What I’m sure of is this: the latest Bishop of Rome is and will be an ersatz version of himself, like the water mixed with flour that indigent mothers use to cheat their children’s hunger. An Argentine friend writes from Berlin, shocked that the Germans are taking the new pope for a true representative of the Third World, a tercermundista. He does come from the Third World, but that’s an entirely different thing. The confusion reminds me of Admiral Rubén Chamorro, director of the ESMA, who said to French envoy François Cherome in 1979, “The Church, too, has been corrupted and infiltrated by Communism. Don’t you know that the Pope [John Paul II] is Polish?”

Bergoglio is a conservative populist, like Pius XII and John Paul II: inflexible on matters of doctrine but open to the world and, especially, to the poorest among us. When he gives his first mass as pope and speaks of those exploited and prostituted by the blind powers that be who have closed their hearts to Christ; when his journalist friends write about how he always took the subway or the bus (a habit not confirmed by a priest who served as his chauffeur when he led the Argentine Jesuits, and who remembers Bergoglio talking enthusiastically about the political project of Admiral Massera, a member of the military junta); when the faithful hear him reciting homilies with the gestures of an actor and the plain speech of a simple man of the people, there will be those transported with joy over this supposed renewal of the church. In the archdiocese of Buenos Aires, he did all of that and much more. But at the same time, he sought to unify opposition to the first Argentine government in many years to adopt policies favorable to the less fortunate; he accused that government of being rigid and confrontational because it had to contend with the same blind powers that be he chastises in his speeches, who dislike paying their taxes.

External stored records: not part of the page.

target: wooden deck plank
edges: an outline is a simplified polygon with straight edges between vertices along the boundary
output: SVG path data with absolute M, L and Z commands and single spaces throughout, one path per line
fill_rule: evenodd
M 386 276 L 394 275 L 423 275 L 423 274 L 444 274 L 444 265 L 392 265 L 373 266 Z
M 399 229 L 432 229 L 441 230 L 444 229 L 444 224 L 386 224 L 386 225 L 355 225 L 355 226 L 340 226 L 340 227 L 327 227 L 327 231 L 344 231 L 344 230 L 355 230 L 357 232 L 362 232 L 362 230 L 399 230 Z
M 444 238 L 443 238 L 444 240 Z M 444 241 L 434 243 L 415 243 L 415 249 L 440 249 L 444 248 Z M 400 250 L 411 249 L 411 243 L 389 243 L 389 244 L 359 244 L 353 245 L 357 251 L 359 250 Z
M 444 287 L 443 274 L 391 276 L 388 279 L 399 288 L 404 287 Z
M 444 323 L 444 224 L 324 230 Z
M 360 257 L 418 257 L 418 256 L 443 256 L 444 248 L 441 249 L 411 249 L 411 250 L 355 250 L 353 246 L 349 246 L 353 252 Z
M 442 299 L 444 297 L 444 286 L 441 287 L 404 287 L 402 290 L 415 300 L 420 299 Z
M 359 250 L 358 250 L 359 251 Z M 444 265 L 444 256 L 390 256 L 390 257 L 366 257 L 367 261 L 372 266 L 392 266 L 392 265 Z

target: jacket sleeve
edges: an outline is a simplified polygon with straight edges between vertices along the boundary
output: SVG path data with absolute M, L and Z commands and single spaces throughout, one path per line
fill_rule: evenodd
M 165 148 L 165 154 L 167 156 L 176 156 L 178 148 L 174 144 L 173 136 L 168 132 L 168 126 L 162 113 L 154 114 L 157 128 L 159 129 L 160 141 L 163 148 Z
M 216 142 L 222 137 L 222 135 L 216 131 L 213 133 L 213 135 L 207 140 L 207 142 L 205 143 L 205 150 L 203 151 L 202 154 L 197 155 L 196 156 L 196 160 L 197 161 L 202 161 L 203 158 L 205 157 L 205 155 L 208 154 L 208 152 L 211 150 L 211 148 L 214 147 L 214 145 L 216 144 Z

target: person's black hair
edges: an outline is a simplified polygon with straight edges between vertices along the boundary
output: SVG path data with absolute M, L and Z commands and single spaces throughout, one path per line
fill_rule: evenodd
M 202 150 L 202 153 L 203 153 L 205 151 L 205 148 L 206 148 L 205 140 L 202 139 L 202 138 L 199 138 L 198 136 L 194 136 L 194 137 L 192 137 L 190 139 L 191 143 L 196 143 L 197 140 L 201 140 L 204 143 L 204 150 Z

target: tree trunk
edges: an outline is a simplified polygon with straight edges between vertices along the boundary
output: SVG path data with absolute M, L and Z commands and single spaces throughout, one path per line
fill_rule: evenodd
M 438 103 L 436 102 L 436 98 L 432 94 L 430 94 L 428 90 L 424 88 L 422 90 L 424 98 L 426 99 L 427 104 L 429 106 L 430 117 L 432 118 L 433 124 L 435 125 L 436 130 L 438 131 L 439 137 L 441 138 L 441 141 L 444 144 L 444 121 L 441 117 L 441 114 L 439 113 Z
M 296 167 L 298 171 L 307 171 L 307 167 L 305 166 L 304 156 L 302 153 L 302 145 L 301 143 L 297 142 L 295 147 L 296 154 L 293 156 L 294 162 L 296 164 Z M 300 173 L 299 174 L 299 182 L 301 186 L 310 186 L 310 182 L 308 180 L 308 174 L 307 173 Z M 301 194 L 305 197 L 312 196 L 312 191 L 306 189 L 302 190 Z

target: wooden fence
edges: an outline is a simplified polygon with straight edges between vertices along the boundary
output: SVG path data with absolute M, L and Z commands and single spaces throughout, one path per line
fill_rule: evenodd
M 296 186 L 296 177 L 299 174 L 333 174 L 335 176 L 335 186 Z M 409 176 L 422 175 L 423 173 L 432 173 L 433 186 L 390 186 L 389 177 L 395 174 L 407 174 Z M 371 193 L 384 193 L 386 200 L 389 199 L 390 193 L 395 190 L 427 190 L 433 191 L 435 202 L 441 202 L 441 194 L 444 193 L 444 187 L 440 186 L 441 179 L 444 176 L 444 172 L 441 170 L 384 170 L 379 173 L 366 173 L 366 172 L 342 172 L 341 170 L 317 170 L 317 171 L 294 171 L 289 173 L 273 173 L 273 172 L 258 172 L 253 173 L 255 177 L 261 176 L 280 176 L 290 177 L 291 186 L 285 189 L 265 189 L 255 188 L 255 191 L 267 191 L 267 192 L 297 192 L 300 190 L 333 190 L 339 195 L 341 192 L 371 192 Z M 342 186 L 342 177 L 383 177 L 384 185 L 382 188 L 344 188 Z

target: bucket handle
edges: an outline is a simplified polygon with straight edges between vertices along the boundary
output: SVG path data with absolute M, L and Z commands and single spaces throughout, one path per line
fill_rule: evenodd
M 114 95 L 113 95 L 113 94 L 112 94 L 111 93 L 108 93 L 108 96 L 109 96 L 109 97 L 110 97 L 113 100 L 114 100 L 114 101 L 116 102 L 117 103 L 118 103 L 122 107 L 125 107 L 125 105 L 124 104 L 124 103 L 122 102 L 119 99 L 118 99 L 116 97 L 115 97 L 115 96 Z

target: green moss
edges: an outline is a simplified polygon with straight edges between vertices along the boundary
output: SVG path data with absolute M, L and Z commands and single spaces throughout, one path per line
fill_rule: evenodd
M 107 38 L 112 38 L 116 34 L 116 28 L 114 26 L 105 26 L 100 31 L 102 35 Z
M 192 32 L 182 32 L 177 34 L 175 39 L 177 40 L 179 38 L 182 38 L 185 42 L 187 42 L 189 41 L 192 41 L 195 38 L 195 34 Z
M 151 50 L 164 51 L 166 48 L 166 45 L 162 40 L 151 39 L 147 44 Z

Now he’ll be operating on a whole new scale. Pius XII received financing from the incipient CIA to reinforce the Christian Democrats and prevent a Communist victory in the first post-war Italian elections; John Paul II helped bring about the downfall of communism in Europe. The Argentine pope might be able to do the same for Latin America. His past connections to the Peronist Iron Guard, which Admiral Massera recruited in the service of his failed presidential project, along with the populist appeal that Bergoglio has never lost, will allow him to apostrophize the exploiters and preach meekness to the exploited as leader of a right-wing populism that seeks to undermine whatever left-wing populism still truly exists.